Pero ahora, esa típica compostura estaba destruida.

Juliette maldijo varias veces entre dientes, sus dedos pasando por su cabello, luego una risa amarga brotó de sus labios, resonando por la habitación.

—¡¿Estaba suplicando por más?!

Debería estar chillando, rogando, frenética por escapar de su agarre, ¡pero anhelaba más!

Gimiendo como una puta por tener más.

¡¿Cómo en el nombre de la Diosa Lunar es eso posible?!

—gritó, lanzando una mirada salvaje a la anciana sirvienta—.

¿Está mi Querido realmente en su celo?

—Sí, mi señora —respondió Kristina con firmeza, haciendo una pequeña reverencia.

Juliette respiró profundamente varias veces, cerrando los ojos, y a pesar de sus intentos por mantener la calma, todo su cuerpo temblaba de rabia.

—¿Quién era esa esclava?

—su voz se quebró con desprecio.

—El Señor Zeke fue quien la entregó a la Fortaleza ayer.

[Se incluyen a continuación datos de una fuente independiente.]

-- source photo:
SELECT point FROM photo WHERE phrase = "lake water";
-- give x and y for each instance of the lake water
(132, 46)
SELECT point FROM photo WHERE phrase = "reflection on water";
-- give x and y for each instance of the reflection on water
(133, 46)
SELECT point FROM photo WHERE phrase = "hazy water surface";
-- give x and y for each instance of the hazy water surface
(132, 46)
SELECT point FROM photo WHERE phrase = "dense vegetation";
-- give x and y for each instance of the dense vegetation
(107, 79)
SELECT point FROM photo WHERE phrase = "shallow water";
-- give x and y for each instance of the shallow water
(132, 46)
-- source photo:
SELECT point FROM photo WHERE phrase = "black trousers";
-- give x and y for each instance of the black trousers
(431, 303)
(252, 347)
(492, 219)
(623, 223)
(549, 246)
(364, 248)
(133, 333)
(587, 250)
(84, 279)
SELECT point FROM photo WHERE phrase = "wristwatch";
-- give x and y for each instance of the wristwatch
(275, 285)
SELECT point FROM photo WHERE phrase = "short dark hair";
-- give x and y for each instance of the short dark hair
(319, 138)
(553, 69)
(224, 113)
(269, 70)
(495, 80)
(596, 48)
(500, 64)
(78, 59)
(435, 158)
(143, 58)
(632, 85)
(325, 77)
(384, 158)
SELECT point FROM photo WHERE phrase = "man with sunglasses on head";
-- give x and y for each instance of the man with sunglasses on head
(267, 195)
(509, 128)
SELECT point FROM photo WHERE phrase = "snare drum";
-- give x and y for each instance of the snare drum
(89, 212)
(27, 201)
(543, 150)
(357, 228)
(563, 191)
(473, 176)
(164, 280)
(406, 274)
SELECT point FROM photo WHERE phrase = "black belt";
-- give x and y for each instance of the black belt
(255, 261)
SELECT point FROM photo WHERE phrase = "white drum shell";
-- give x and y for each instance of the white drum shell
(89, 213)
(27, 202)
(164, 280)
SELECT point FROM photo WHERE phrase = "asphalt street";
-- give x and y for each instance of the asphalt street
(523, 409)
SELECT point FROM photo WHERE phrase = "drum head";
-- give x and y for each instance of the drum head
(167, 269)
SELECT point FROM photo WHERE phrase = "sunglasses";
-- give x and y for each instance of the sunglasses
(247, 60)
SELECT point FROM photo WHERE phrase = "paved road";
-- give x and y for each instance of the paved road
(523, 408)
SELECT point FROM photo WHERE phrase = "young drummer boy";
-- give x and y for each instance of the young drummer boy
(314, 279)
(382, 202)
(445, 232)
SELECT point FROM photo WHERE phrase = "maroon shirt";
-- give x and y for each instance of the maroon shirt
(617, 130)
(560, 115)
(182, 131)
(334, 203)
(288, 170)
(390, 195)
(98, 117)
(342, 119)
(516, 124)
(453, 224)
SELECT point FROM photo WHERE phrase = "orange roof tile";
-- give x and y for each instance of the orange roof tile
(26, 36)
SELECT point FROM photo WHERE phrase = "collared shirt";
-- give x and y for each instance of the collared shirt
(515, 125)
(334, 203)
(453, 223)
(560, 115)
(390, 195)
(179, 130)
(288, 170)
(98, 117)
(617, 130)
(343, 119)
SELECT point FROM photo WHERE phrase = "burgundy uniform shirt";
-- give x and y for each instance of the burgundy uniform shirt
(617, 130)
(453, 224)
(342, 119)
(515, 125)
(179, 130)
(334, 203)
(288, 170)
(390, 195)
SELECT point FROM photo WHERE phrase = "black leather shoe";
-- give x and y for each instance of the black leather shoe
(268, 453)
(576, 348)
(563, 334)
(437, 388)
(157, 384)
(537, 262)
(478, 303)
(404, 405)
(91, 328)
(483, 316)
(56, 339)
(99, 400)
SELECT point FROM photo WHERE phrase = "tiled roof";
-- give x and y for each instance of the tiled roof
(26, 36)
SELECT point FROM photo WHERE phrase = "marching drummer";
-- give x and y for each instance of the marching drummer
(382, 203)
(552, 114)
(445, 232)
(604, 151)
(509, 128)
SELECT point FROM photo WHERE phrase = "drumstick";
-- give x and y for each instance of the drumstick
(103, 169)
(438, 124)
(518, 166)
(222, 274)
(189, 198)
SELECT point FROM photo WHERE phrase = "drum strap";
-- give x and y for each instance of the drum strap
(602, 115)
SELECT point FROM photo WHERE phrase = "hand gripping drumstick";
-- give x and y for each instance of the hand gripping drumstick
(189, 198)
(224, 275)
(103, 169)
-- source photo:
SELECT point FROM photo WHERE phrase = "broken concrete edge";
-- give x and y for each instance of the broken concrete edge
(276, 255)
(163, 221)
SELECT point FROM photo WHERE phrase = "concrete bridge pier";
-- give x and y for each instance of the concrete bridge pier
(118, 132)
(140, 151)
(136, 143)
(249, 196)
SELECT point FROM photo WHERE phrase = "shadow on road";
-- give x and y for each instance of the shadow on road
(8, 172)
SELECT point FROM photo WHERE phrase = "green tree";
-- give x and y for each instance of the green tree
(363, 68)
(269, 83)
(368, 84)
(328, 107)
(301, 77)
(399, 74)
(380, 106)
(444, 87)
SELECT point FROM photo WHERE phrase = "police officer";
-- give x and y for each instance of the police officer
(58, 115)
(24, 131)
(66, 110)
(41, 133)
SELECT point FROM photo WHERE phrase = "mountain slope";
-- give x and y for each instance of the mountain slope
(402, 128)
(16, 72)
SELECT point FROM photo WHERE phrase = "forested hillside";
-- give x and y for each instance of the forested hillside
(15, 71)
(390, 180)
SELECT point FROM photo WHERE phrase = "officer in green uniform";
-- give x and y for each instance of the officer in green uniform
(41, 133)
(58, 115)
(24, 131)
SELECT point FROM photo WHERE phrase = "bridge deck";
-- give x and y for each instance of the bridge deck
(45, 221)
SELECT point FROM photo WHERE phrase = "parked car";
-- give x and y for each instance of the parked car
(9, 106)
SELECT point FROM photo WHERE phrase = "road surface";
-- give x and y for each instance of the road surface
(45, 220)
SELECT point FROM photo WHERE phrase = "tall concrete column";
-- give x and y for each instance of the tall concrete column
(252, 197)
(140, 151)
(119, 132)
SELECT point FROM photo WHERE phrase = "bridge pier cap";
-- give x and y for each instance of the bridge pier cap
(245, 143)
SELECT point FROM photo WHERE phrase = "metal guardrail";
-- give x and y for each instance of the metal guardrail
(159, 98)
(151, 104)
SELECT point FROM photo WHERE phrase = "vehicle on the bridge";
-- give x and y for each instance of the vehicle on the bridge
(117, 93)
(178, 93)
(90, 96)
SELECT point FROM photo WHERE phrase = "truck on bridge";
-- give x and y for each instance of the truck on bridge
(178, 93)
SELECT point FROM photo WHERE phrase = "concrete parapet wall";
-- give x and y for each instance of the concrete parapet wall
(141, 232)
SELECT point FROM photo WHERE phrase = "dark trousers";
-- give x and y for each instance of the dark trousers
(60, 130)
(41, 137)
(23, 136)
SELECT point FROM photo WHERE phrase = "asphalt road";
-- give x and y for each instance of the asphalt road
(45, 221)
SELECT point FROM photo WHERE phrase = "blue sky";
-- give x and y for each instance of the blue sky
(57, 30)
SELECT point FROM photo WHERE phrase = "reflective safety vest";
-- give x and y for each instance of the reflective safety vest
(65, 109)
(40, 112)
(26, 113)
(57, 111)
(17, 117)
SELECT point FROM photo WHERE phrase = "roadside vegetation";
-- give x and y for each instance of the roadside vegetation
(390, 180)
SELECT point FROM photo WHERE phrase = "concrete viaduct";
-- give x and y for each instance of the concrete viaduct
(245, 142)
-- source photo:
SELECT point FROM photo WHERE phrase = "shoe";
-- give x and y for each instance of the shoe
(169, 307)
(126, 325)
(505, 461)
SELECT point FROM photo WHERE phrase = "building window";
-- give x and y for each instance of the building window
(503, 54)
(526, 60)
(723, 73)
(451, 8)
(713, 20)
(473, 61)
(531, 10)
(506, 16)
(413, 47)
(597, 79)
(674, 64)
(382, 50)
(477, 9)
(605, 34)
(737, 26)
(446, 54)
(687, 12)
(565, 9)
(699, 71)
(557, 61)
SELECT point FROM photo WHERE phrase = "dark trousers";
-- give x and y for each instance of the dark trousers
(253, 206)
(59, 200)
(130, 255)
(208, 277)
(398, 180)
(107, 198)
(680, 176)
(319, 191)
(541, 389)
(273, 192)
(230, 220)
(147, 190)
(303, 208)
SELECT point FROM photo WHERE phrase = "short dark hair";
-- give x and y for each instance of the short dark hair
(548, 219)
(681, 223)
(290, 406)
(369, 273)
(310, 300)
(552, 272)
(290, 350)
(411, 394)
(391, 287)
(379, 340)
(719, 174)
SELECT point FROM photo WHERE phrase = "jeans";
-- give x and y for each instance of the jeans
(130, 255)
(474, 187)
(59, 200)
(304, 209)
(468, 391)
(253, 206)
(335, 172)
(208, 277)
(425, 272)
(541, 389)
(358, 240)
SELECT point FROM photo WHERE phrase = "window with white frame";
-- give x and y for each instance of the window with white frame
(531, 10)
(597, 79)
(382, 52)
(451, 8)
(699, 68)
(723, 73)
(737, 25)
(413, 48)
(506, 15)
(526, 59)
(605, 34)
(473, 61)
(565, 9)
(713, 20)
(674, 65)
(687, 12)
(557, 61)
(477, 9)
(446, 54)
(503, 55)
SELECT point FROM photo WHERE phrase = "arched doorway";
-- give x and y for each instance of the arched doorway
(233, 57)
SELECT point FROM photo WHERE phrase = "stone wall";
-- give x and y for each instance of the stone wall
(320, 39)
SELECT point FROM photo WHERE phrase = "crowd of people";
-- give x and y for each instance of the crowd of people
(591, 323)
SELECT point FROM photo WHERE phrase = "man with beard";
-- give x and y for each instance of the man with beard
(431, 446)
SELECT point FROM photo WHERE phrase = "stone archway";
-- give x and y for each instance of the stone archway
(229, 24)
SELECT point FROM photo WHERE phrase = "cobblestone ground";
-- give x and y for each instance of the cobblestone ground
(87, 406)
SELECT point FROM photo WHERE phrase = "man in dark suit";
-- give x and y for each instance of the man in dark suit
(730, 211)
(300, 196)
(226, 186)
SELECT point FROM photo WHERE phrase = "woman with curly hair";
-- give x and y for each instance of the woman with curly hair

Según él, traicionó a su manada por razones egoístas y fue vendida al mercado negro.

—¿Una traidora?

—Juliette se sintió insultada.

Ella no pudo sobrevivir al celo del rey, ¿pero una traidora sí?

¿Cómo?

¿Simplemente cómo?

¿Y si el rey despertaba y descubría que no había matado a la esclava ofrecida para su celo?

¿La reemplazaría el rey?

¿Cuestionaría su papel como Luna?

¿Desviaría su atención de ella para enfocarse en una simple esclava?

¿Una traidora?

No.

No, eso no podía suceder.

¡No sucedería!

—No sobrevivirá en esa habitación.

Debe morir antes de que el rey despierte —declaró Juliette, sus ojos ardiendo.

Por un breve momento, la calma de Kristina flaqueó, pero rápidamente volvió.

Con voz firme y respetuosa, respondió:
—Mi Señora, si me permite sugerir, podría ser imprudente matar a la esclava todavía.

Juliette lanzó una mirada penetrante a la sirvienta principal.

—¿Imprudente?

¡Esa asquerosa esclava deseaba a mi Querido durante su celo!

¡Algo que yo, su legítima Luna, no pude!

—escupió.

—Exactamente por eso no debería matarla —Kristina se mantuvo compuesta, su mirada aún fija hacia abajo—.

Si la esclava logra sobrevivir, ¿no necesitamos entender cómo lo logró?

Traidora o no, su resistencia fue notable.

Juliette soltó un gruñido que vibró a través de su pecho, claramente insatisfecha con la idea de que la esclava viviera un día más bajo su techo.

La sirvienta continuó:
—Como el rey normalmente no recuerda nada de su celo, simplemente podemos entrar, arreglar la escena, retirarla, y hacer que parezca que el rey había matado a otra esclava.

Los ojos de Juliette finalmente se iluminaron.

¿Cómo no había considerado esto?

Una sonrisa se extendió por sus labios, recuperando su habitual compostura malvada.

La sirvienta tenía sorprendentemente razón.

—Bien —su tono afilado y calculador.

Sonrió con malicia—.

La mataré una vez que extraiga mis respuestas de ella.

Su supervivencia solo marcará el comienzo de su sufrimiento.